TABLE-US-00002 TABLE 2 Brown Unrefined Chickpea Oat Buckwheat Lupin Millet rice Coconut Soy Bifidobacteria 52%  2% 62% 1 Leuconostoc 29% 7% 46% 32% 37% 10% Bifidobacteria 11% 12%  40% 56% 64% 2 Bifidobacteria 38% 5% 26% 46% 48% 3 Lactobacillus 9% 39% 17% 41% 51% 14% CNCM I-5450 41% 1% 46% 21% 31% 44%  7%

[0211] Most strains grew well in all flours, surprisingly it was observed that the ability to dephosphorylate phytate was strain dependent.

Example 3: Preparation of Fermented Dairy Milk Product

[0212] The 10 most effective phytate degrading strains from Table 1 were also tested for their suitability for the preparation of dairy fermented milk products.

[0213] Materials & Methods:

[0214] Fermented milk test products were prepared by preparing a milk base (135 g/L powdered milk, 0.2% yeast extract, 5% galactose, 0.03% cysteine) with 1% vol/vol bacterial culture (about 10.sup.6 CFU/ml).
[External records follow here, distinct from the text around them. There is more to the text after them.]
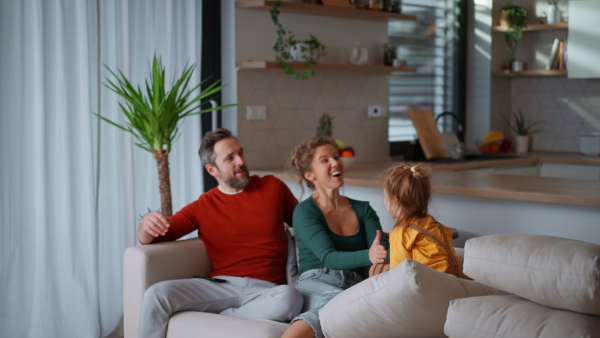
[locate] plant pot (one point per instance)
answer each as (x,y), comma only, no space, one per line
(504,18)
(516,66)
(300,52)
(522,144)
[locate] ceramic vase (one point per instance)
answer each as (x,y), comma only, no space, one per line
(300,52)
(522,144)
(553,15)
(516,66)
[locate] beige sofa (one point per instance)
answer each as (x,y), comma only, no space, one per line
(410,300)
(149,264)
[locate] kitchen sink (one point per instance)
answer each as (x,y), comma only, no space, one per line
(471,158)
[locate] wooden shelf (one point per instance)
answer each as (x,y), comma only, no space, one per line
(532,72)
(340,12)
(536,27)
(321,66)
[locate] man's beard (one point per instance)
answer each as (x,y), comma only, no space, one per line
(238,183)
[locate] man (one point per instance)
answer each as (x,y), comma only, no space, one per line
(241,223)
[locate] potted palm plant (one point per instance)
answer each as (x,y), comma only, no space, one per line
(153,116)
(515,17)
(291,50)
(523,129)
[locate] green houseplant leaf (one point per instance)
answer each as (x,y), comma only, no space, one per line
(521,126)
(286,40)
(516,23)
(153,115)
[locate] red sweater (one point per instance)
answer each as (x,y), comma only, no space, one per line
(243,233)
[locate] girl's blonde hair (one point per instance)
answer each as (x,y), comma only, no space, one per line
(409,186)
(302,157)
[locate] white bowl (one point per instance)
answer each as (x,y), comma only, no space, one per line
(347,161)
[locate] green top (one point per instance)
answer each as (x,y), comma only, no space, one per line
(320,247)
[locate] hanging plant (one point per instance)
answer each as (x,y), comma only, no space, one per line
(516,22)
(153,117)
(291,50)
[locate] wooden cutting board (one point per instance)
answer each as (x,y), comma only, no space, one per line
(429,135)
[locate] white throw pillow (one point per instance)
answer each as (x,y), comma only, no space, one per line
(410,300)
(513,316)
(555,272)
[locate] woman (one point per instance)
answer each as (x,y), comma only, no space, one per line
(336,236)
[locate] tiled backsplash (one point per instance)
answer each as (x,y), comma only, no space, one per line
(295,106)
(568,108)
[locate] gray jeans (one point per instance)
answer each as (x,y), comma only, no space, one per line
(239,297)
(318,287)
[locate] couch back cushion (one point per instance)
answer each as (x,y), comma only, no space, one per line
(410,300)
(556,272)
(513,316)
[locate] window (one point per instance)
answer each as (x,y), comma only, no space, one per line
(434,44)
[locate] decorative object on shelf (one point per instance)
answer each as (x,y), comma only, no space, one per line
(287,47)
(557,55)
(494,142)
(153,118)
(338,3)
(516,22)
(399,63)
(358,55)
(324,128)
(553,14)
(346,153)
(389,54)
(524,130)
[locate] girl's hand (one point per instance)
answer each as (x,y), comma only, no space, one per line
(377,252)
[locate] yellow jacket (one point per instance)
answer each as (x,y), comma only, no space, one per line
(410,243)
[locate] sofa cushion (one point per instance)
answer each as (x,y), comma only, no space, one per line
(556,272)
(410,300)
(513,316)
(202,324)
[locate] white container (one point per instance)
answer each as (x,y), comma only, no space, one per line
(522,144)
(553,15)
(589,144)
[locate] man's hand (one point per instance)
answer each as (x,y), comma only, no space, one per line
(153,224)
(377,252)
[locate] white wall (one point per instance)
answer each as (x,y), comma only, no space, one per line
(294,106)
(568,107)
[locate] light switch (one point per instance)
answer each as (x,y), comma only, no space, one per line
(256,113)
(375,111)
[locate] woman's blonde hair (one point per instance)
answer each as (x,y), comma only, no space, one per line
(408,185)
(302,157)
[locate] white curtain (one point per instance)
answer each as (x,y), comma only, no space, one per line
(71,188)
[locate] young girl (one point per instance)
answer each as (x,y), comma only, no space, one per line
(416,235)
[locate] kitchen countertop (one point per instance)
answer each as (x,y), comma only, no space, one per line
(450,179)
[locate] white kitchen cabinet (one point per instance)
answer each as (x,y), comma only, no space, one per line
(580,172)
(584,39)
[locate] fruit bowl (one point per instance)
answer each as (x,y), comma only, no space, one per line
(347,161)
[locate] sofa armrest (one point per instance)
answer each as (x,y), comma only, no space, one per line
(148,264)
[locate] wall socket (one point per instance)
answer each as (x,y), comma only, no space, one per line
(256,113)
(375,111)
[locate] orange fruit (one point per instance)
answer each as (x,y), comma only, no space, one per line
(346,153)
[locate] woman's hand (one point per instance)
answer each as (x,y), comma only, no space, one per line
(377,252)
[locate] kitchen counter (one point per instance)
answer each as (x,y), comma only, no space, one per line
(451,179)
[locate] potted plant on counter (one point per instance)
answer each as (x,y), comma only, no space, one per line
(524,129)
(291,50)
(515,17)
Fermentation was carried out at 37° C. and monitored using a CiNAC probe.

[0215] The aim was to identify phytate degrading strains, ideally combining the capacity to reduce phytate in relevant plant foodstuffs and also able to grow in milk. The aim was to identify strains that were effective in acidifying dairy milk, that could be used to prepare fermented dairy milk products (typically pH lower than 5).

[0216] Results:

[0217] Only three of the strains were able to reduce the starting pH of the milk base (above 6) to lower than 4.75 within the target of 24 hours (extended fermentation times increases contamination risk), said strains achieving the target reduction within about 17 hours (see FIG. 3). Milk acidification kinetics of CNCM I-5450 are provided in FIG. 4.
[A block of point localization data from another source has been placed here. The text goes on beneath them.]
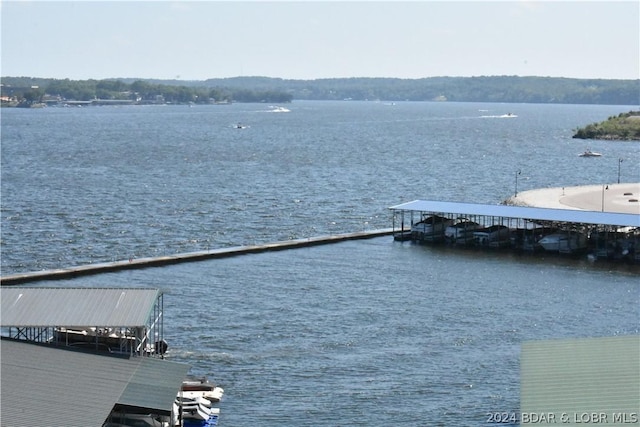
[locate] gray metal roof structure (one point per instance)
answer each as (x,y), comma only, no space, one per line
(45,385)
(77,307)
(534,214)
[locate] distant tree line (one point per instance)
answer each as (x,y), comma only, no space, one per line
(33,90)
(625,126)
(508,89)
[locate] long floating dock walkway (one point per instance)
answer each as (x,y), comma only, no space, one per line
(137,263)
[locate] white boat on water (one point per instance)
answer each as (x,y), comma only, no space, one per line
(564,242)
(201,387)
(589,153)
(431,228)
(278,109)
(461,231)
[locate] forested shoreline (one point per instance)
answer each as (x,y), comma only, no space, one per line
(29,91)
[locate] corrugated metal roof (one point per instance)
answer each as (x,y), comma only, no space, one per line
(536,214)
(76,307)
(575,378)
(43,385)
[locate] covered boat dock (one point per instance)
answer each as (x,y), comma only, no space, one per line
(601,234)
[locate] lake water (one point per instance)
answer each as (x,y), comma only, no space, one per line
(354,333)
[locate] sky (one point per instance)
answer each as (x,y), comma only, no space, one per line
(307,40)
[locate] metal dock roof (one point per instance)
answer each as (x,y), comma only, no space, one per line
(77,307)
(45,385)
(534,214)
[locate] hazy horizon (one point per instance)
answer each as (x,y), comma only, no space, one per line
(311,40)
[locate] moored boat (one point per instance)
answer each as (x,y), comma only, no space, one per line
(565,242)
(589,153)
(493,236)
(431,228)
(461,231)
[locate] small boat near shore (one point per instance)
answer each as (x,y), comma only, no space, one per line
(430,228)
(461,231)
(564,242)
(494,236)
(589,153)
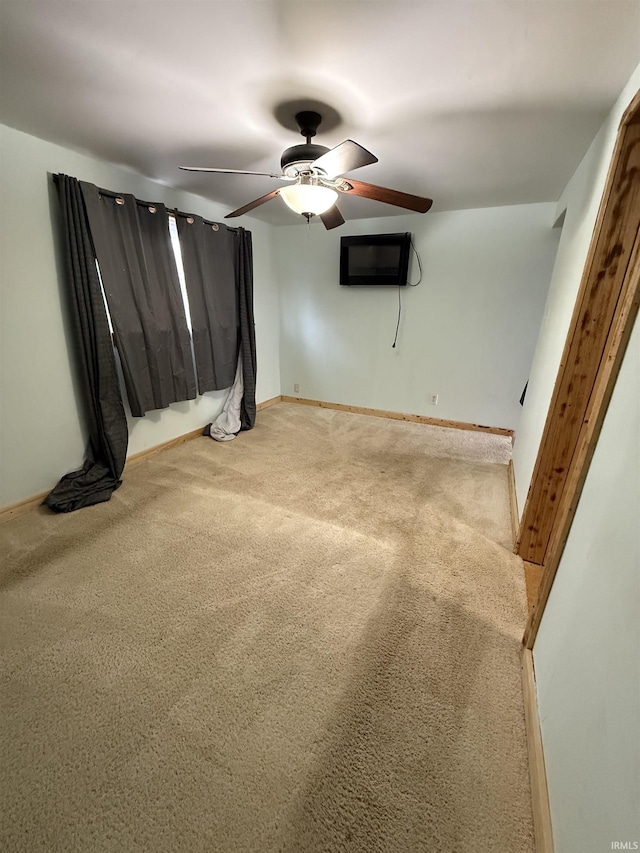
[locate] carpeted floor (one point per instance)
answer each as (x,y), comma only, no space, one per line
(305,640)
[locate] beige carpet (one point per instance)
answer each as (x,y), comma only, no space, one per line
(305,640)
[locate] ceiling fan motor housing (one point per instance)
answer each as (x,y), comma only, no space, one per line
(298,158)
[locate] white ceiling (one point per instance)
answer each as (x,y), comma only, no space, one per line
(473,103)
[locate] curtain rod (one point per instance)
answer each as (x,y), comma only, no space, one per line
(173,210)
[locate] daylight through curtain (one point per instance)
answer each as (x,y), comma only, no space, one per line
(105,416)
(142,289)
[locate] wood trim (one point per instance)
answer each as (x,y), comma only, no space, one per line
(588,438)
(588,345)
(267,403)
(399,416)
(533,575)
(537,773)
(150,451)
(29,504)
(513,504)
(22,507)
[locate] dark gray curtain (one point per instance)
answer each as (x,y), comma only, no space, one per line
(107,423)
(142,289)
(209,258)
(244,279)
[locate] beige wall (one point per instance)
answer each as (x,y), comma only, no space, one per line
(42,434)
Example 4: In Vitro Model of Strain Survival

[0218] The inventors aimed to identify strains that not only had a phytate-degrading enzymatic activity, but also good survival capability in the digestive tract in order to provide probiotic strains. For that reason, strains survival in the gastric & intestinal systems was determined using in vitro models.
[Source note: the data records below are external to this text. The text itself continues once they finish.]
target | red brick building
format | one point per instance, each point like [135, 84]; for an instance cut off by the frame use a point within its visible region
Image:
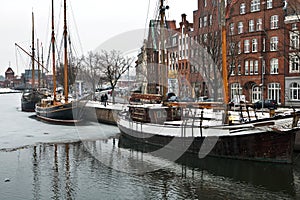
[258, 48]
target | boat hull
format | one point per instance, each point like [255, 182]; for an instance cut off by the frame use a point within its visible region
[69, 112]
[29, 99]
[269, 146]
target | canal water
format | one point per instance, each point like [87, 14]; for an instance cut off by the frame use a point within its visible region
[39, 160]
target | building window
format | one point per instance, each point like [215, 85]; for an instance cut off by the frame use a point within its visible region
[274, 91]
[255, 5]
[294, 43]
[295, 91]
[246, 46]
[246, 67]
[274, 44]
[232, 69]
[255, 66]
[240, 27]
[269, 4]
[205, 21]
[232, 48]
[274, 22]
[231, 28]
[251, 67]
[239, 69]
[254, 45]
[235, 89]
[174, 41]
[256, 94]
[294, 64]
[251, 25]
[259, 24]
[274, 66]
[200, 22]
[242, 8]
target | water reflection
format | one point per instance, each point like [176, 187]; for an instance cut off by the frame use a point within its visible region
[73, 171]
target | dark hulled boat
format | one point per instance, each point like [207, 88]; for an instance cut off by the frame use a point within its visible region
[70, 112]
[29, 98]
[268, 141]
[60, 109]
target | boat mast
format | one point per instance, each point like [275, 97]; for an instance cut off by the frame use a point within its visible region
[38, 55]
[32, 56]
[163, 66]
[224, 58]
[66, 86]
[53, 55]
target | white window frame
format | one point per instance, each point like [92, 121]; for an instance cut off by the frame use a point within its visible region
[254, 45]
[269, 4]
[204, 21]
[274, 43]
[251, 67]
[231, 28]
[246, 46]
[251, 25]
[294, 63]
[200, 22]
[294, 40]
[240, 27]
[274, 91]
[256, 94]
[259, 24]
[255, 6]
[294, 91]
[235, 89]
[246, 67]
[274, 66]
[255, 66]
[243, 8]
[274, 22]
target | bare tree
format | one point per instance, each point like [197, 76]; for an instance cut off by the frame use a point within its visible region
[114, 65]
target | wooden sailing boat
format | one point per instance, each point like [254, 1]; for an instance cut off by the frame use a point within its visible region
[202, 131]
[31, 96]
[54, 109]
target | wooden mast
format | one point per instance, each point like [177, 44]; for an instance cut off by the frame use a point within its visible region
[39, 74]
[163, 66]
[224, 55]
[32, 56]
[66, 85]
[53, 55]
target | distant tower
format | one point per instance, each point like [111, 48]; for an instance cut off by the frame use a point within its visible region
[9, 74]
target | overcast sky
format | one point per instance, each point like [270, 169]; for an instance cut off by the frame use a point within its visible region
[92, 23]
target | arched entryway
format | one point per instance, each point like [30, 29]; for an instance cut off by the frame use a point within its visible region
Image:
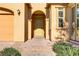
[38, 24]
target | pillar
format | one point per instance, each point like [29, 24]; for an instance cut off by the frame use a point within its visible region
[47, 28]
[29, 29]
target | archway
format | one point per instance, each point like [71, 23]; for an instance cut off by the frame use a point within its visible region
[38, 24]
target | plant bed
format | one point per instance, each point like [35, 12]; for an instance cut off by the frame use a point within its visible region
[65, 49]
[10, 52]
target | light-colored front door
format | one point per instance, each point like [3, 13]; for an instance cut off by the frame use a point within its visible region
[38, 26]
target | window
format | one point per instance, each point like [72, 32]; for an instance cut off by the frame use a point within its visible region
[60, 16]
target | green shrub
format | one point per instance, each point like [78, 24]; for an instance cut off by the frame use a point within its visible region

[0219] These models were also used to confirm if the phytate dephosphorylation activity was present in said gastrointestinal models.

[0220] The aim was to evaluate the tolerance of strains toward stomach acidic pH, bile salts by using an in vitro static test.

[0221] Fermented milks were incubated with or without phytate in gastric & intestinal fluid models to verify the cell survival and to estimate the capacity of strains to resist to gastric and intestinal conditions. During incubation, sodium phytate was added to the reaction mixture to assay phytase activity during digestion. A strain numeration was done at time points (see Figures) to measure the survival of the strain. MRS-cys broth was used and incubated at 37° C. for 24 h.

[0222] FIG. 5 provides the population of bacteria prior to (pre-culture & in fermented milk) and during the in vitro gastrointestinal tests (at various timepoints).

[0223] FIG. 6 provides the % dephosporylation activity during the gastrointestinal tests.

[0224] The strain shows a tolerance to gastric and intestinal conditions with a minimal decrease in cfu during intestinal stress and maintains some dephosphorylation capacity.